Given all of that, why does GOAT sample? And the sort of short answer is, we have a very high event volume. Our higher volume applications can generate 150 million or more traces per day that we send to Honeycomb. A lot of these applications are very well-instrumented: we have great visibility into database access, into cache access, and this is great. We can see so much of what’s going on in our application when we’re looking for issues, but it also means that each trace can have dozens, even hundreds of events. Sending each and every one of these to Honeycomb and having them retained in our dataset are cost-prohibitive, so we need to sample.

Given that we need to sample, how do we sample, and why should we use Refinery?

Refinery was a good fit for our sample needs for a few reasons. It does trace-aware sampling, which means a sampling decision will apply to every event within a trace and not just on individual events. If you are sampling with Honeycomb, this, in my view, is the way to do it. The traces that you see are effectively the complete traces that your application generated, and you don’t have to worry about missing spans or certain types of events that didn’t make it into the trace. 

I know the Beelines offer ways to sample events within a trace. We chose not to explore this just because it’s sort of an implication of my earlier point that sampling is unintuitive. If you are sampling at all, having to reason about not only whether a trace makes it to the dataset but whether certain events make it to the dataset, makes for more cognitive load. It’s more likely to cause misunderstandings during issues. Just in general, we prefer trace-aware sampling, and Refinery offers that.

It’s also very easy to integrate into our existing applications. They’re already using Beelines. Beelines generally make it easy to just drop in another output: rather than having it send events to Honeycomb, send events to Refinery. It’s able to handle our event volume requirements, and the sampling options are a good fit for our needs. We know this because it powered the legacy Refinery product behind the scenes at Honeycomb, and this is something we used for a good long while before it was deprecated, and we know it worked well for us. So that’s in a nutshell why Refinery was attractive to us.

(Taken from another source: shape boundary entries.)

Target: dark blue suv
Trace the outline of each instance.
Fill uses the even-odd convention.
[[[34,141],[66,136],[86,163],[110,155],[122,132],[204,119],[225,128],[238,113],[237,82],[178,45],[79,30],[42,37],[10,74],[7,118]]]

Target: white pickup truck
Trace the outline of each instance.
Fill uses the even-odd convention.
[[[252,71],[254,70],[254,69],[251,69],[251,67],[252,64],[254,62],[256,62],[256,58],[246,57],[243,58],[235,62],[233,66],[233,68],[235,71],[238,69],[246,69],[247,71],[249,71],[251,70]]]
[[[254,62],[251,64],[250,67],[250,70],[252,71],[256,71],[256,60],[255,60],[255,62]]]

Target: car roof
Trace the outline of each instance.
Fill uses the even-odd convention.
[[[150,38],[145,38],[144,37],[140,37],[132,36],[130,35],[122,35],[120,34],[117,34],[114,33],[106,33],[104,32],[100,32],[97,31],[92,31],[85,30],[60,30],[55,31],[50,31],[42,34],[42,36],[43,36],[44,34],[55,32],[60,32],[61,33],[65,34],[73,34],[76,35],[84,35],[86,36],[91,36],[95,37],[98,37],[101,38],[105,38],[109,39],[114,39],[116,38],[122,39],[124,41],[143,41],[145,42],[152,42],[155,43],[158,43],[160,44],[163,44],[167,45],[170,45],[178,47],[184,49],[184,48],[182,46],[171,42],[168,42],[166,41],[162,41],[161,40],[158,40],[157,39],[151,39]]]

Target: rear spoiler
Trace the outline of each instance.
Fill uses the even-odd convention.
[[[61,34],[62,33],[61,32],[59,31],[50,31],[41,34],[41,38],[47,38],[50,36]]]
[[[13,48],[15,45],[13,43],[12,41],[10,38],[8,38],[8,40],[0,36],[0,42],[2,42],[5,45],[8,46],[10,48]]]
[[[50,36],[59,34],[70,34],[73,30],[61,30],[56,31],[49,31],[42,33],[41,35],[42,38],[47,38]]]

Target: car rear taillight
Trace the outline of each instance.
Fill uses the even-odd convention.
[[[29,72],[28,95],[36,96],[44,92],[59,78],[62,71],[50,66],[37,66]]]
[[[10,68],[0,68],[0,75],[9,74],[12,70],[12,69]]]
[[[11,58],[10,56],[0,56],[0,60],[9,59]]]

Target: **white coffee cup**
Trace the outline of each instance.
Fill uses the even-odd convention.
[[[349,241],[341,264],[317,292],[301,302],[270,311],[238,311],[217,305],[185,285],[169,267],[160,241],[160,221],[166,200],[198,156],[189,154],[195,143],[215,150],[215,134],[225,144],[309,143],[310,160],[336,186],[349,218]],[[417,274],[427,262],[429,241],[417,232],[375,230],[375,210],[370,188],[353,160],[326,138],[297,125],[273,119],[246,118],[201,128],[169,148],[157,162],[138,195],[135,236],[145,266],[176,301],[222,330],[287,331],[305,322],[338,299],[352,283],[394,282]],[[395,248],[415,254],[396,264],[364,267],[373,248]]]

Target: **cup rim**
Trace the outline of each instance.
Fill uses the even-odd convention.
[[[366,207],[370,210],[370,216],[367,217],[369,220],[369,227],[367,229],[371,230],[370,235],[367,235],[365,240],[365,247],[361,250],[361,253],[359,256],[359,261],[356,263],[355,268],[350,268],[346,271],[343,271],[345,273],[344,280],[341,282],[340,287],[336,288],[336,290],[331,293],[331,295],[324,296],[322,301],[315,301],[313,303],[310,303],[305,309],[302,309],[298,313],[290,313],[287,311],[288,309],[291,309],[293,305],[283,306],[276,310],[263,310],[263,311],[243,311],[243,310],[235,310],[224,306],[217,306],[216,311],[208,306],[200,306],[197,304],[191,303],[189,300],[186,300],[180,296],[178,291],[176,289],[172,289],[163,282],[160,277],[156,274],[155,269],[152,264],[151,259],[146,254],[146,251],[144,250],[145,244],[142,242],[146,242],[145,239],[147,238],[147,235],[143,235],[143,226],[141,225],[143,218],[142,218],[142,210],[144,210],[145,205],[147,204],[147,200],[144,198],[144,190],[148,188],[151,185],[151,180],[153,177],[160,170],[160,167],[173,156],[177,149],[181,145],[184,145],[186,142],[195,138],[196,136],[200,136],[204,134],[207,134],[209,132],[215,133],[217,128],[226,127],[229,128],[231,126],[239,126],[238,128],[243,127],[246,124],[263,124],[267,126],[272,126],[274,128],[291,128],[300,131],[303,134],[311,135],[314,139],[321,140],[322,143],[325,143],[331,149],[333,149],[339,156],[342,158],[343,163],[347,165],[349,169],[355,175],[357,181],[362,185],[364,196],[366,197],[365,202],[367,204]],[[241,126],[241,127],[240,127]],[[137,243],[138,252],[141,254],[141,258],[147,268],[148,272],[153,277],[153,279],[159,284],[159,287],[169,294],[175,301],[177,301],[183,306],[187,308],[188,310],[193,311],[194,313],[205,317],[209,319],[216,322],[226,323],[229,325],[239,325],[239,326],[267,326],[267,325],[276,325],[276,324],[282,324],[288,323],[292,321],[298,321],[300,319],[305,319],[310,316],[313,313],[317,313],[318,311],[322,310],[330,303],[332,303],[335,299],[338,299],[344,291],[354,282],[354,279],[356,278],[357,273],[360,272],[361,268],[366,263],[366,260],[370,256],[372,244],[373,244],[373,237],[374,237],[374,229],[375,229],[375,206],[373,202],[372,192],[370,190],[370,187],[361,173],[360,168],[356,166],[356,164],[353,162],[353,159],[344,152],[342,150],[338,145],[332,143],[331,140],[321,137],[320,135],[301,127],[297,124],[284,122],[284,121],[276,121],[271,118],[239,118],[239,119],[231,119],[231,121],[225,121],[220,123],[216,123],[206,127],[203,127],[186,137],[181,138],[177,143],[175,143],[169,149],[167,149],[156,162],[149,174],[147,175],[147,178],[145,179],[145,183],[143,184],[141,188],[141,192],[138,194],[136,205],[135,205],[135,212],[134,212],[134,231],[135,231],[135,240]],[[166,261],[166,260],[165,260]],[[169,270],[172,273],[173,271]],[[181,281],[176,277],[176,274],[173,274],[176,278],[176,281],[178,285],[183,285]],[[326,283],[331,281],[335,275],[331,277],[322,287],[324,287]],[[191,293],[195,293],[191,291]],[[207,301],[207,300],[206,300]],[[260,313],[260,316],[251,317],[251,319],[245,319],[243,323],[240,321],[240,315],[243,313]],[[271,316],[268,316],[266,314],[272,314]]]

Let’s just briefly talk about deploying. I think this will be different for everyone. Everyone has a different internal infrastructure. I’m just briefly going over what this was like for us at GOAT. Very briefly, we wanted to adopt Refinery to run on our internal platform as a service that is maintained by our DevOps team and then tune it to meet the requirements. The first two bullet points are adapting Refinery to run on that platform as a service. We needed to Dockerize it, and we ported our legacy Refinery rules to our hosted Refinery because we had that past experience of using legacy Refinery. We had a good basic set of sampling rules that we could build off.

The hard part, and there’s a lot of work encapsulated in that third bullet point, was load testing and changing our replication and provisioning parameters for Refinery within our internal platforms. So just for context, one of the goals we had for this project was to have Refinery running in our internal infrastructure and having our highest volume event-generating applications going through Refinery by holiday season 2020. We are kind of in the e-commerce space, and after Thanksgiving is our highest traffic period of the year. 


Not just for Refinery but as a company, one of the things we do to prepare for that is a load testing initiative. We need to identify paths through the application that we think high volume users will take. This could be a response to promotions, or a response to push notifications from marketing — anything that would drive traffic through our application. We have teams that build tools that allow us to load-test these paths across all of our different services: to identify bottlenecks, understand what our system is capable of delivering, and help us tune and optimize and generally put ourselves in a good place for our holiday season.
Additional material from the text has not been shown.